Matt nodded. “It must be quite expensive, two at once.” he said, raising his eyebrows at James.
“I’m a university lecturer myself, but that doesn’t make the fees any cheaper. The boys are planning on going to university in Melbourne, rather than be here where their mother and I can keep an eye on them.” He grinned at his sons. “Mind you, they’ll have their sister close by so they’ll have to behave.”
“So you’re in Melbourne as well?” Matt’s gaze locked onto hers, and she wondered why there weren’t visible sparks flying through the air. Their physical attraction to each other surely must be visible to everyone. All she could do was grin, positive her parents had noted the electricity, even if her two eighteen year old brothers were too engrossed in their dreams and plans to notice anything much except the food laid in front of them.
“Yes, I’m a model.” Usually this was enough to break up the conversation, as models didn’t have a reputation of being deep thinkers. Then her father spoiled it.
“She also has a university degree and worked for a while for the Conservation Department.” He turned to Stella. “You mustn’t be flippant about your career, Stella. You said modelling would only be a temporary phase.”

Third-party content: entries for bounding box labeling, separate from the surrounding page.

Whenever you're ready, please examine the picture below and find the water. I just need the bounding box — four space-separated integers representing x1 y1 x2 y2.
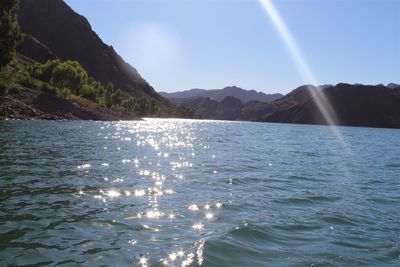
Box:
0 120 400 266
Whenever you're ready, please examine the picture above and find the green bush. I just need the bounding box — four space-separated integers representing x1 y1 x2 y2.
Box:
19 76 42 90
40 82 57 94
7 86 20 94
57 87 73 98
80 84 97 102
50 60 88 94
0 81 7 95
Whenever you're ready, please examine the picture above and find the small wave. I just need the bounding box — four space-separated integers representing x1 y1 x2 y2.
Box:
321 215 356 225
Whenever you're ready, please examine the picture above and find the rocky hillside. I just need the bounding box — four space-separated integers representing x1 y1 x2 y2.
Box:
18 0 162 102
182 83 400 128
160 86 283 105
263 83 400 128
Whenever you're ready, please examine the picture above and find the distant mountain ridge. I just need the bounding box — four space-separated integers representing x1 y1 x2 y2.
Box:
182 83 400 128
159 86 283 105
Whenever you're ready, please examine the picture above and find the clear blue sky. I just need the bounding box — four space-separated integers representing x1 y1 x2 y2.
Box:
65 0 400 93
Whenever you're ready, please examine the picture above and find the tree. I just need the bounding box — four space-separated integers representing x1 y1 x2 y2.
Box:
50 60 88 94
0 0 22 69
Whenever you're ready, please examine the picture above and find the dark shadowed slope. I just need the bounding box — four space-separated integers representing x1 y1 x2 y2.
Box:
160 86 283 105
264 83 400 128
18 0 163 100
182 84 400 128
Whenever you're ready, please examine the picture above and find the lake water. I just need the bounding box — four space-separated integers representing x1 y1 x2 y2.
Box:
0 119 400 266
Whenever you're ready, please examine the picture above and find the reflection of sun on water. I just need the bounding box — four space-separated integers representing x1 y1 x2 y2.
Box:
76 119 222 266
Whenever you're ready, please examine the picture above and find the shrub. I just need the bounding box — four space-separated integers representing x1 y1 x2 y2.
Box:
40 82 57 94
50 61 88 94
80 84 97 102
0 81 7 95
57 87 73 98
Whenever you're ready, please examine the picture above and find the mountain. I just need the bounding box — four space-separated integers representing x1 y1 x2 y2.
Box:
386 83 400 90
18 0 162 102
160 86 283 105
182 83 400 128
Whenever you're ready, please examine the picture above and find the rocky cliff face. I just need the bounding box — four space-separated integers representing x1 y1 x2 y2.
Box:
18 0 164 101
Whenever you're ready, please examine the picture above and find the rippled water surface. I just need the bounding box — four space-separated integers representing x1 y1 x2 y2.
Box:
0 119 400 266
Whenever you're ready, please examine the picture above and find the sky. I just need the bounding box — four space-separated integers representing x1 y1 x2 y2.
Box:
65 0 400 93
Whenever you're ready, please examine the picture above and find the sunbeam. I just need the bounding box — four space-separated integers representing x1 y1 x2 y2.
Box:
260 0 338 127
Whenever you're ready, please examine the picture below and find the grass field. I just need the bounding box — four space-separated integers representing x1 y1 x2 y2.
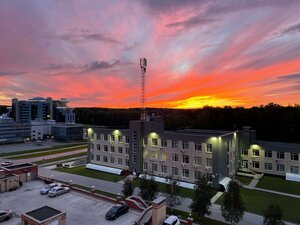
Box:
0 143 86 158
55 166 124 182
256 175 300 196
33 152 86 165
235 176 253 185
216 188 300 224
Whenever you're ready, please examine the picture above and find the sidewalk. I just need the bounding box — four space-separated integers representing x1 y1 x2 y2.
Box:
39 167 294 225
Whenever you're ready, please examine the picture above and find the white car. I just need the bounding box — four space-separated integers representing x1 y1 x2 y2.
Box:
162 215 180 225
40 183 61 195
1 161 13 166
48 187 70 197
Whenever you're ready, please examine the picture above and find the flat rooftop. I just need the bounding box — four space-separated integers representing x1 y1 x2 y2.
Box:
4 163 34 170
25 206 62 222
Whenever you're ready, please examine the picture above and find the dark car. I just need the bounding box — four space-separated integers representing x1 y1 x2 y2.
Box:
105 204 129 220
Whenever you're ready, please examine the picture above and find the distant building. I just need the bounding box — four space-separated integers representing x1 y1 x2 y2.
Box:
11 97 83 141
0 115 30 144
87 118 300 187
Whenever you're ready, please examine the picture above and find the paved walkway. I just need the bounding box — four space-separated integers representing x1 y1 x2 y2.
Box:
39 168 293 225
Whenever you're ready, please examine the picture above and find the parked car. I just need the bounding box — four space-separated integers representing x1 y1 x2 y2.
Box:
48 186 70 197
1 161 13 166
40 183 61 195
162 215 180 225
0 209 12 222
105 204 129 220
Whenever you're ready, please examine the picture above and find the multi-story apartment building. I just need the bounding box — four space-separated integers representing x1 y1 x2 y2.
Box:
88 118 300 186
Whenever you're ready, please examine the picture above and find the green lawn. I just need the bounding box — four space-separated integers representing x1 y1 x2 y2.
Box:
55 166 124 182
0 143 83 157
235 176 253 185
167 208 228 225
133 178 194 198
256 175 300 195
33 152 86 165
7 145 86 159
216 188 300 224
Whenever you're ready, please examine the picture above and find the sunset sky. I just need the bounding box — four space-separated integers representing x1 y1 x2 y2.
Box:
0 0 300 108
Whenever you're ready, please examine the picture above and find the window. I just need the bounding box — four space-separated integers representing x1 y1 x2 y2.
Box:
172 154 178 162
195 143 202 151
182 169 190 177
291 153 299 161
172 167 178 176
103 145 108 152
195 171 202 180
291 166 299 174
110 146 115 152
118 147 123 154
252 161 259 169
172 141 178 148
110 157 115 163
252 149 259 156
152 164 157 172
277 164 284 172
242 148 248 155
182 155 190 163
265 163 272 171
103 134 108 141
277 152 284 159
152 138 158 146
206 144 212 152
194 157 202 166
161 139 168 147
118 158 123 165
161 165 167 173
144 162 148 170
144 138 148 145
132 154 136 163
182 141 190 149
110 134 115 141
265 151 272 158
118 135 123 142
206 158 212 167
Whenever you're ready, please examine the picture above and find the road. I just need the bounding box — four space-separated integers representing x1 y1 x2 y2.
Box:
39 167 294 225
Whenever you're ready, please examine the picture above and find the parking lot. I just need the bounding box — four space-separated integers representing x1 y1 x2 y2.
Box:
0 181 140 225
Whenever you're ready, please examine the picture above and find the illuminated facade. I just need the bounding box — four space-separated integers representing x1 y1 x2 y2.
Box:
89 118 300 186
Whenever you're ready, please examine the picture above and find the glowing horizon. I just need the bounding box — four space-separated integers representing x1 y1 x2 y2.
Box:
0 0 300 109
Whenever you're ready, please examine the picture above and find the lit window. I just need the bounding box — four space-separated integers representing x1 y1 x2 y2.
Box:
291 153 299 161
265 163 272 171
252 149 259 156
265 151 272 158
277 152 284 159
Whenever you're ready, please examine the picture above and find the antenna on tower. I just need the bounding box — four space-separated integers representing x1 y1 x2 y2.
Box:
140 58 147 121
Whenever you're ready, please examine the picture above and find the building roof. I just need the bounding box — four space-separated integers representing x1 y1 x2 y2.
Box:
26 206 62 221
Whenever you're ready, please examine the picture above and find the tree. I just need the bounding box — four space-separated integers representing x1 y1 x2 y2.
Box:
263 204 285 225
190 176 214 217
221 181 245 224
122 179 134 197
139 175 158 203
165 176 180 212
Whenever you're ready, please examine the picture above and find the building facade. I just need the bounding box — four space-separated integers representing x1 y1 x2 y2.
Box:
88 118 300 186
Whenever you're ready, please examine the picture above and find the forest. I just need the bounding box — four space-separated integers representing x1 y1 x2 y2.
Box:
75 103 300 143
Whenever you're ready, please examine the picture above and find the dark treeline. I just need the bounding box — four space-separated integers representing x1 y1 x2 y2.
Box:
75 103 300 143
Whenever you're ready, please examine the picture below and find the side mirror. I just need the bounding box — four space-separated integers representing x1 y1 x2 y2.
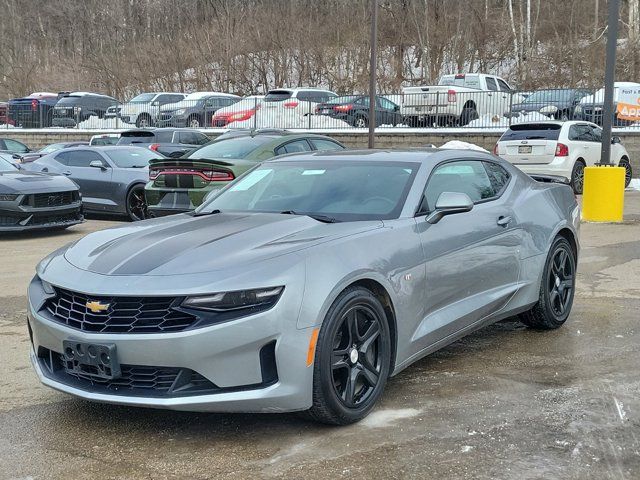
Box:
89 160 107 170
426 192 473 224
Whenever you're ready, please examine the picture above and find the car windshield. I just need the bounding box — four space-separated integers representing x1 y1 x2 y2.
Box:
196 160 419 221
0 155 18 172
524 90 573 103
187 135 273 159
104 148 159 168
38 143 65 153
129 93 156 103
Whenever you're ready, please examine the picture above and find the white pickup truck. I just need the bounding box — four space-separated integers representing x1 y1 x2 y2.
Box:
400 73 524 127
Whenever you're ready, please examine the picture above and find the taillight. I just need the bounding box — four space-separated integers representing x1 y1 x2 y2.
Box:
556 143 569 157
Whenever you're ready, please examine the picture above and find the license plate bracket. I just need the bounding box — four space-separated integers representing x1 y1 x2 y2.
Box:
518 145 532 154
62 340 121 380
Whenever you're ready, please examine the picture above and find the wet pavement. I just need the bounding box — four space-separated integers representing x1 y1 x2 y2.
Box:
0 196 640 479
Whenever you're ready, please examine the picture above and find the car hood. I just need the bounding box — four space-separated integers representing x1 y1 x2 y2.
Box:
0 170 78 194
64 213 383 275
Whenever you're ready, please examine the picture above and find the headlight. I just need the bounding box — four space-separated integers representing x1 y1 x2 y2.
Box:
182 287 284 320
540 105 558 113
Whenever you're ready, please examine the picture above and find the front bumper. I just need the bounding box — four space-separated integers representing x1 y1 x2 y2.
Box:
28 281 313 412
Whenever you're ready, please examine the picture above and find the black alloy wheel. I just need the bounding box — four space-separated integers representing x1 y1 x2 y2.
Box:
309 287 391 425
520 236 576 330
127 185 149 222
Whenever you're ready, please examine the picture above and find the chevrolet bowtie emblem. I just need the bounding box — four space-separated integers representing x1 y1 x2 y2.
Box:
85 300 109 313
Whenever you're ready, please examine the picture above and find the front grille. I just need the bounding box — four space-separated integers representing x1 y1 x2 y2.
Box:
38 347 220 396
22 191 79 208
44 288 197 333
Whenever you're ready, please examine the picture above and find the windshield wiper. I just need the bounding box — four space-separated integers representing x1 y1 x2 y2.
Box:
280 210 340 223
193 208 222 217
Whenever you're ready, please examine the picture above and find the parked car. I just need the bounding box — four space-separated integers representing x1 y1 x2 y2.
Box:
211 95 264 127
28 149 580 425
145 131 344 216
106 92 186 128
261 87 338 115
0 138 31 155
20 142 89 163
505 88 589 121
52 92 118 127
89 133 120 147
574 82 640 127
316 95 402 128
400 73 523 127
26 146 158 220
156 92 240 128
117 128 211 157
0 153 84 232
8 92 67 128
0 102 9 125
494 121 632 193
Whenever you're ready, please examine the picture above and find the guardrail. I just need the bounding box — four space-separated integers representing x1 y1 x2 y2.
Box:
0 86 640 130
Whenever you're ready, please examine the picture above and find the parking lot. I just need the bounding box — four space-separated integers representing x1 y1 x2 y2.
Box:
0 192 640 479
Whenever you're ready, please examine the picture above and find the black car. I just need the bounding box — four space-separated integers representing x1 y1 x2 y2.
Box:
51 92 118 127
316 95 402 128
0 138 31 155
505 88 590 121
20 142 89 163
0 153 84 232
7 92 68 128
156 92 241 128
117 128 211 158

This was an old argument—qualifications versus income. She wanted to travel and to do this she needed to save up and to do this she had to work where she could earn big money. The modelling career had been offered to her a year ago and because she could jump home whenever she wanted, she didn’t find being in Melbourne any problem. It would be different for the twins. Neither of them could ‘jump”—just she and her grandfather. Not wanting to get into a discussion with her father on her future plans she turned the conversation back to Matt.

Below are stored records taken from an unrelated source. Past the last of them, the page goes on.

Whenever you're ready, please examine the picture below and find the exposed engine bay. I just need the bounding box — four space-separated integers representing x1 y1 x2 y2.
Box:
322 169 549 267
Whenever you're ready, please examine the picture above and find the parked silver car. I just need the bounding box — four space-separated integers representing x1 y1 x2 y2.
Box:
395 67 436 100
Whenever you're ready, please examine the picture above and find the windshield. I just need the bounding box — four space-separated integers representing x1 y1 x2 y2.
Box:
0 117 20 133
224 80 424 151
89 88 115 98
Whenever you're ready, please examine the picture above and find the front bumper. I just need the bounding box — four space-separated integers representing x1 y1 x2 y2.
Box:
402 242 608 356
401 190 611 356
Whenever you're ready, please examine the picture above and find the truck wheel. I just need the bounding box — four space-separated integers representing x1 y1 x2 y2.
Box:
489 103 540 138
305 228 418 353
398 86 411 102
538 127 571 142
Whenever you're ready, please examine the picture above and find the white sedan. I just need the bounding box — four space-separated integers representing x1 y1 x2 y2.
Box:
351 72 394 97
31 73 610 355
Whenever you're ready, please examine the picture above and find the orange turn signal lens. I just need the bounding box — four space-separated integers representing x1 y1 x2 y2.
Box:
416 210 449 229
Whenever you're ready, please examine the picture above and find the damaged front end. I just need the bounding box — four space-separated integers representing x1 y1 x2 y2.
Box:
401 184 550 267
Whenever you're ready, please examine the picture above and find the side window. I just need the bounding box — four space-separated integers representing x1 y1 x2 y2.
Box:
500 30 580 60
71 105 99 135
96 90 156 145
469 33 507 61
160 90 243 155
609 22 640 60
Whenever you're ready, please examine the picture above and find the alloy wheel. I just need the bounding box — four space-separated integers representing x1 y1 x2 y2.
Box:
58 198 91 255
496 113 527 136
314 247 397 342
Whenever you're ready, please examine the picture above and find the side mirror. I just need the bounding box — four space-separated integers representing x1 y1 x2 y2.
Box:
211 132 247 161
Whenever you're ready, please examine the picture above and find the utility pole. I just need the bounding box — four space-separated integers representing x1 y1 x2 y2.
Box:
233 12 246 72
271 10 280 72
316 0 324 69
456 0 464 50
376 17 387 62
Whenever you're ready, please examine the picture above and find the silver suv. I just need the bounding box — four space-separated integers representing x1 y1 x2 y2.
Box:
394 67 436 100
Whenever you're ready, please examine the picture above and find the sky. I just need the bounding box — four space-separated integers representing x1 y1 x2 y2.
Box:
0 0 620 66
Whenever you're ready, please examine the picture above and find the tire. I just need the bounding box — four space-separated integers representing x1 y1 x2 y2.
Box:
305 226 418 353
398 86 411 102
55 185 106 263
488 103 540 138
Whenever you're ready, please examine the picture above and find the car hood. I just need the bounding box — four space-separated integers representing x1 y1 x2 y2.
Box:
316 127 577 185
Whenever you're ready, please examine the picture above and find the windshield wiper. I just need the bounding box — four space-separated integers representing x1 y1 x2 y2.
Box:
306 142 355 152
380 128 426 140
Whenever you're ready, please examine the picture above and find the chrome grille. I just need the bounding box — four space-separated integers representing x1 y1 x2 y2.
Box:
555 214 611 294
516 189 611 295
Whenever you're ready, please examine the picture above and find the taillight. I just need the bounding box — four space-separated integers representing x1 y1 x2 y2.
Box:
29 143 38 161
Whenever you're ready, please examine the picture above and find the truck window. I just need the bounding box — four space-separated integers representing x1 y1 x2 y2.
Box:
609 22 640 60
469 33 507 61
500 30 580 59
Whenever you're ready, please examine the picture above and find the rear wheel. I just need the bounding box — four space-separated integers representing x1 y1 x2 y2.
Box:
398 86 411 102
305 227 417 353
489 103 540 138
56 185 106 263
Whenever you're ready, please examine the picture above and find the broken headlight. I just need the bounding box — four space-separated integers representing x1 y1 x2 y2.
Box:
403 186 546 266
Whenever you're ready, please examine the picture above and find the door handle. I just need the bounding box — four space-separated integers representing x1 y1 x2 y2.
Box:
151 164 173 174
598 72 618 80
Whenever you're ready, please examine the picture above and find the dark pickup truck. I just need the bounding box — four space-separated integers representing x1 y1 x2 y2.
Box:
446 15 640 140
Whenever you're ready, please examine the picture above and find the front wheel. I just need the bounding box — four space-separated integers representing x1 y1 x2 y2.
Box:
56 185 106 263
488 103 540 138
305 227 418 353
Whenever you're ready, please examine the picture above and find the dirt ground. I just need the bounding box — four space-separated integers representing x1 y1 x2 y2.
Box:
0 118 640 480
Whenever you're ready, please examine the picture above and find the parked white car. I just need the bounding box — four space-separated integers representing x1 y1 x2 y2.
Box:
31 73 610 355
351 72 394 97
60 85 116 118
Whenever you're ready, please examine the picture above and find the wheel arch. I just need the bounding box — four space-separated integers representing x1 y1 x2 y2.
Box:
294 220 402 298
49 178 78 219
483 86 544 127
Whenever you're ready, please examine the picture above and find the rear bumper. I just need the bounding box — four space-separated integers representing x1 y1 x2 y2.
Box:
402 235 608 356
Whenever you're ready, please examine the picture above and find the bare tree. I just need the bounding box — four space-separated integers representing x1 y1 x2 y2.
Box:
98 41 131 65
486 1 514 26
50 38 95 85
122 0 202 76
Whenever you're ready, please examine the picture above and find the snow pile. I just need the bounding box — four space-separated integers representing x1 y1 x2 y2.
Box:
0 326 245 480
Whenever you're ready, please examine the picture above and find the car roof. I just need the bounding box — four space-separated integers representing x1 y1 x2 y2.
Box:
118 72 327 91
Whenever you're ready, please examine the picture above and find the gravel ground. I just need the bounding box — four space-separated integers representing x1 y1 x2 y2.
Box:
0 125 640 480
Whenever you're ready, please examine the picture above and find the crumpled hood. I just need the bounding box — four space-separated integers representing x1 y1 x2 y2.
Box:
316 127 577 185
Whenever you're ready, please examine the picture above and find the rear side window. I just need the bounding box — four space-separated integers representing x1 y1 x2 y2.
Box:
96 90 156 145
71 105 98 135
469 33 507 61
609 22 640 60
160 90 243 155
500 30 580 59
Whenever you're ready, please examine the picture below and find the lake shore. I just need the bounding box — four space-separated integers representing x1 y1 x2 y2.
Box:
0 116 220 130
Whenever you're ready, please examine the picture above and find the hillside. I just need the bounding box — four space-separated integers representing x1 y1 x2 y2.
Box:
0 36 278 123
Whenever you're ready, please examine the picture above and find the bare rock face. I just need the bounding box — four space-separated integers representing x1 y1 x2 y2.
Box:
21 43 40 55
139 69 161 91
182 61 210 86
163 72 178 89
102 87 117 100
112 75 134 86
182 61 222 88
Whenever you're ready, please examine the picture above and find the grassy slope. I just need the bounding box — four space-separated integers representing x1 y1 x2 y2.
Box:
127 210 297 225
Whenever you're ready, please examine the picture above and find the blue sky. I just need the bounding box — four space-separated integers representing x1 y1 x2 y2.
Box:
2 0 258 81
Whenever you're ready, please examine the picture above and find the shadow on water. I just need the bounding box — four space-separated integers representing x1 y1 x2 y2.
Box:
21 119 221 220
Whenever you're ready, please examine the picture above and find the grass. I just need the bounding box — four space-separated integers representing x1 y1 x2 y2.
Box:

“Who do you work for? Which mining company?”
“They’re huge,” James said. “Don’t they hold thousands of acres of land up there in the ranges?”

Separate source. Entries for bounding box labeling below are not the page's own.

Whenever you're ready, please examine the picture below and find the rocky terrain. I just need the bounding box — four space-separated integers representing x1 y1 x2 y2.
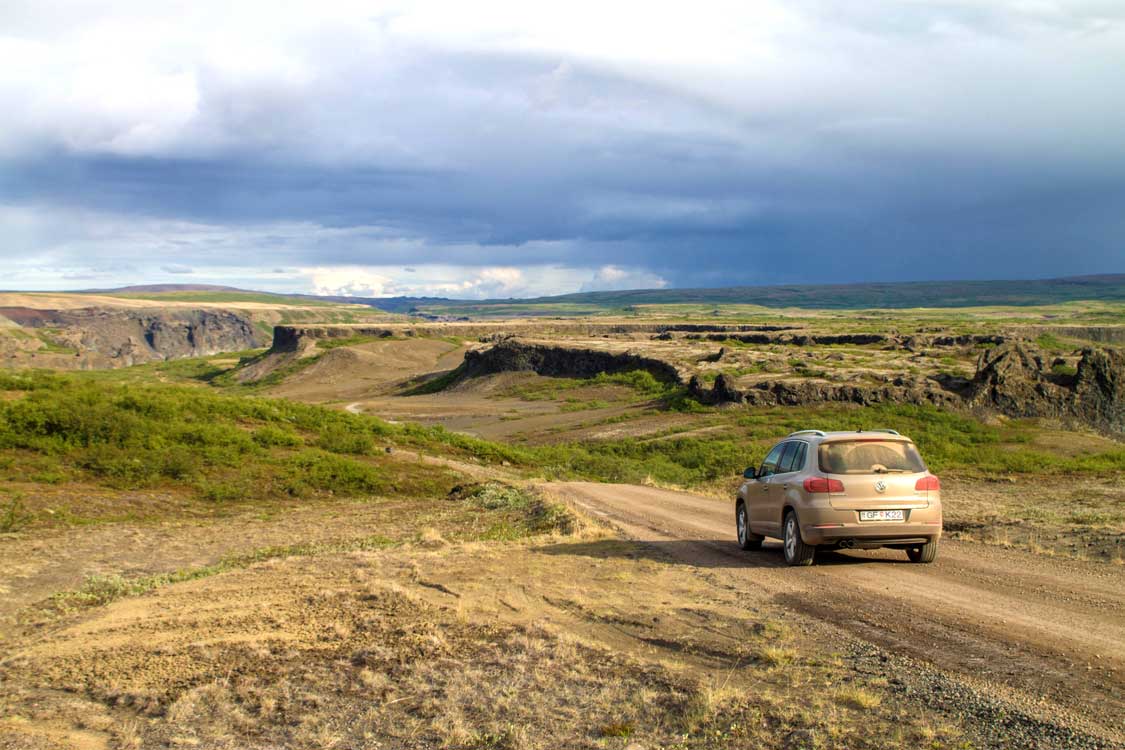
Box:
0 307 266 370
240 319 1125 433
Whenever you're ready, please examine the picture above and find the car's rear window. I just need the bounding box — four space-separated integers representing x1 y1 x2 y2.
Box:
820 439 926 475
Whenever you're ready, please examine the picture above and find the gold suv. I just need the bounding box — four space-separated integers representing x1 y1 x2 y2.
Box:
735 430 942 566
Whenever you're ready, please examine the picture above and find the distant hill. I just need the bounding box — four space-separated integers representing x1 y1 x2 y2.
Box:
74 283 252 295
387 273 1125 314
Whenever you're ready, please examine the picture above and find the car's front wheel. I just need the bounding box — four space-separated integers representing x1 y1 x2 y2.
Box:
735 503 764 550
782 510 817 566
907 539 937 562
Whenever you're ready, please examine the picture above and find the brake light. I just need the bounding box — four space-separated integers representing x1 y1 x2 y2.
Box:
915 475 942 493
804 477 844 493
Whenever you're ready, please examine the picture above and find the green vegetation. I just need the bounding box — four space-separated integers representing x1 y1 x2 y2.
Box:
0 493 28 534
450 482 578 540
0 372 1125 517
51 535 395 612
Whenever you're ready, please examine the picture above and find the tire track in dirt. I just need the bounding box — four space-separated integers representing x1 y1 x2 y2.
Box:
547 482 1125 742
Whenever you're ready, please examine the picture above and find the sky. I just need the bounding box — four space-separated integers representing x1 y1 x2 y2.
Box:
0 0 1125 298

“They do.” Matt’s brief response, the tightening of his jaw, his move to straighten his back, even tucking in his chin, made him look as if he were prepared for an argument.
“How lovely for them,” she threw in. “Come on, boys, help me clear up,” and she left her father to a discussion on the value of digging up the desert, disturbing the wildlife on a grand scale and the resulting mess left behind. She could feel Matt’s gaze burning her shoulders and felt it slide down her back to her hips, pause there before it moved like the heat from a flame, down her legs to her ankles and back up to her curls. Warm as the desert wind his gaze caressed her. She sighed as she stacked the plates and loaded the dishwasher. Just as well he was leaving after dinner, refusing Siobhan’s offer of a bed for the night. He’d booked a motel. Even better, he would be returning to Sydney on the early morning flight.
Any longer in this man’s presence and she’d be falling in love, something she couldn’t afford to do without putting her whole family at risk.